Google notices when a small site goes from publishing once a month to publishing every day. Frequency caps aren't an arbitrary restriction — they're a defensive posture. The whole point of "self-learning" is that the site gets better every week, not just bigger.
Outcomes feed back into the loop.
The system has to prove it's working — to you, to clients, and to itself. The feedback loop is the difference between automation and learning.
After every completed action, three outcome measurements get scheduled:
- +7 days — rank delta on the target keyword
- +30 days — traffic delta on the target page
- +90 days — lead delta (calls attributable to that page via CallRail)
Those outcomes write back to actions.outcome. The planner reads recent outcomes when deciding the next action. Actions that worked get amplified. Actions that didn't get parked. That is the learning mechanism, made concrete.
Rank tracking is a means, not an end. The system optimizes for what shows up in the bank account.
§ 12Build sequence, week by week
| Week | Milestone |
|---|---|
| 1 | Foundation. Accounts, MCPs, Supabase schema, Astro init, one test page live with schema verified. |
| 2 | Perception. perceive-state, track-rankings, keyword-research. Run daily for 7 days against empty queue. |
| 3 | First publish. publish-service-page + safety-gates. Manually trigger one publish. Verify indexed in <72h. |
| 4 | The planner. plan-next-action. Run daily. Watch the action log accumulate. Spot-check reasoning. |
| 5 | Full skill set. City pages, blog, refresh, internal linking, GBP, competitor delta, audit. |
| 6 | Guardrails. All global caps. Trigger a deliberate failure to verify the YMYL gate fires correctly. |
| 7 | Reporting. Dashboard or Notion mirror. Weekly digest. Outcome measurement back-references. |
| 8 | Watch and tune. Two weeks unattended (with Slack monitoring). Read every action. Tune planner prompts. |
After week 8, the lighthouse is live. Every subsequent week, the agent gets smarter because the actions table is growing.

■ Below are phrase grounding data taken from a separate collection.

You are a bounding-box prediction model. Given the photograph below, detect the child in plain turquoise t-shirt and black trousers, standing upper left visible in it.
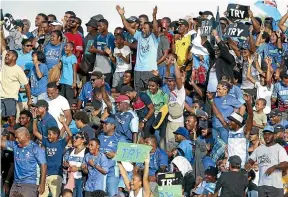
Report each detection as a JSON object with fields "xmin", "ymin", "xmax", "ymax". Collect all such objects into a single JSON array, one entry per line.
[{"xmin": 59, "ymin": 42, "xmax": 77, "ymax": 103}]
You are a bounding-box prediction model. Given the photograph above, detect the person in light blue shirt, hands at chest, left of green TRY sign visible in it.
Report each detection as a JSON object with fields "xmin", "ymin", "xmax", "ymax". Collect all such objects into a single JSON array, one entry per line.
[{"xmin": 81, "ymin": 138, "xmax": 109, "ymax": 196}]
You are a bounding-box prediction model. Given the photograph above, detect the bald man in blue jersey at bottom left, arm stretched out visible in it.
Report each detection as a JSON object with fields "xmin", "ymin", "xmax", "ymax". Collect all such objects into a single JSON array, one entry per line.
[{"xmin": 1, "ymin": 127, "xmax": 47, "ymax": 197}]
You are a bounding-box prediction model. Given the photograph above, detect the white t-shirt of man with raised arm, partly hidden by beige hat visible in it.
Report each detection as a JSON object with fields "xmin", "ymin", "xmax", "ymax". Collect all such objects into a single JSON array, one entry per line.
[{"xmin": 168, "ymin": 85, "xmax": 186, "ymax": 123}]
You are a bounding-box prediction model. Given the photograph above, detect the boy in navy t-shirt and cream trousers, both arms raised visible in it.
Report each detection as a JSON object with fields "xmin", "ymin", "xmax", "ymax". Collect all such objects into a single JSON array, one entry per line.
[{"xmin": 33, "ymin": 115, "xmax": 72, "ymax": 196}]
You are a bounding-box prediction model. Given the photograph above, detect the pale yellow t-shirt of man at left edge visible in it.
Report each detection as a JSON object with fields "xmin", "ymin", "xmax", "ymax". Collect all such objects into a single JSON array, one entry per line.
[{"xmin": 0, "ymin": 64, "xmax": 28, "ymax": 100}]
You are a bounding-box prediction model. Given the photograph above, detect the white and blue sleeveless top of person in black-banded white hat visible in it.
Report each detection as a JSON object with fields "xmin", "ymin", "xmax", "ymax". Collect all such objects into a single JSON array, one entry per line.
[{"xmin": 227, "ymin": 126, "xmax": 248, "ymax": 168}]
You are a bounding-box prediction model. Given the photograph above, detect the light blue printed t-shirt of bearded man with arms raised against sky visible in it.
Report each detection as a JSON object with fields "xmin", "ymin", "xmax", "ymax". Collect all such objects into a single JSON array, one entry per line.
[{"xmin": 134, "ymin": 31, "xmax": 160, "ymax": 71}]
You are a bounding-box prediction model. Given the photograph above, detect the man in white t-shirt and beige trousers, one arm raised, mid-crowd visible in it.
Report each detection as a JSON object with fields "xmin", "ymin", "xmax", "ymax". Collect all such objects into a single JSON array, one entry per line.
[{"xmin": 160, "ymin": 63, "xmax": 186, "ymax": 151}]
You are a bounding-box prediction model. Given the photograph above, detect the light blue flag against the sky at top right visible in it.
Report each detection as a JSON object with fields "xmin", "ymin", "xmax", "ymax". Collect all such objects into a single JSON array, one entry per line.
[{"xmin": 255, "ymin": 0, "xmax": 281, "ymax": 31}]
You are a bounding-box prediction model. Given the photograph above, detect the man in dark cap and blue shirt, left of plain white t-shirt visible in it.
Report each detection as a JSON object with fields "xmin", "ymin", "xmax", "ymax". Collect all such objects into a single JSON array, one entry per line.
[{"xmin": 33, "ymin": 100, "xmax": 58, "ymax": 137}]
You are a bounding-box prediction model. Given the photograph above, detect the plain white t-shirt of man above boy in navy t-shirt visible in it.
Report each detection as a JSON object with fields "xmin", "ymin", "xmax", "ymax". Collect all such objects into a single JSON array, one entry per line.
[{"xmin": 47, "ymin": 95, "xmax": 70, "ymax": 129}]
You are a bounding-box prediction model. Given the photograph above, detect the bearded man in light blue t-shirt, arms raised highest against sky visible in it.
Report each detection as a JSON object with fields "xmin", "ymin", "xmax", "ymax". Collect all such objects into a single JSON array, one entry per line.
[{"xmin": 116, "ymin": 5, "xmax": 159, "ymax": 91}]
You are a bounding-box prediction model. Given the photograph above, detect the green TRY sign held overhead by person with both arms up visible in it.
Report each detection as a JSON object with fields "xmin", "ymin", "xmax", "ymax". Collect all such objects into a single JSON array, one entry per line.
[{"xmin": 114, "ymin": 142, "xmax": 152, "ymax": 163}]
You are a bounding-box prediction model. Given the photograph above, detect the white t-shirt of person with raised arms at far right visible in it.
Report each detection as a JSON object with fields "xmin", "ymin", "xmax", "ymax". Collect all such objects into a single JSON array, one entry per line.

§ 13Appendix — what to expect
Where things will break
I am building this in public, which means I expect it to fail in ways I can't predict yet. The known risks:
- Google will sniff out low-effort AI content fast. Mitigation: every page needs verifiable local signals — real pricing, named neighborhoods, real photos from GBP. The
client_factstable is what separates this from a content mill. - Fully autonomous publishing is a liability surface. Even with no human review, the safety gates are non-negotiable. YMYL topics get flagged. Pages contradicting existing pages get blocked. The "fully autonomous" promise is preserved because of the agent-internal gates, not despite them.
- Local SEO is fundamentally a GBP game. For local service businesses, GBP optimization moves the needle more than 100 blog posts. The system treats GBP work as first-class, not a side feature.
- Rank tracking is a vanity metric. Clients (and you) will churn if you show "ranked #3" while the phone isn't ringing. CallRail integration is what makes the whole thing measurable.
The honest read
If you handed this playbook to a competent full-stack developer with the prerequisite accounts, they could build the lighthouse implementation in 6 to 8 weeks. The code isn't the hard part. The hard part is the discipline of watching the action log every week and tuning the planner prompts based on real outcomes.
The system gets better because you get better at noticing what it's doing well and what it's doing poorly. That's the part that can't be outsourced. That's the part that compounds.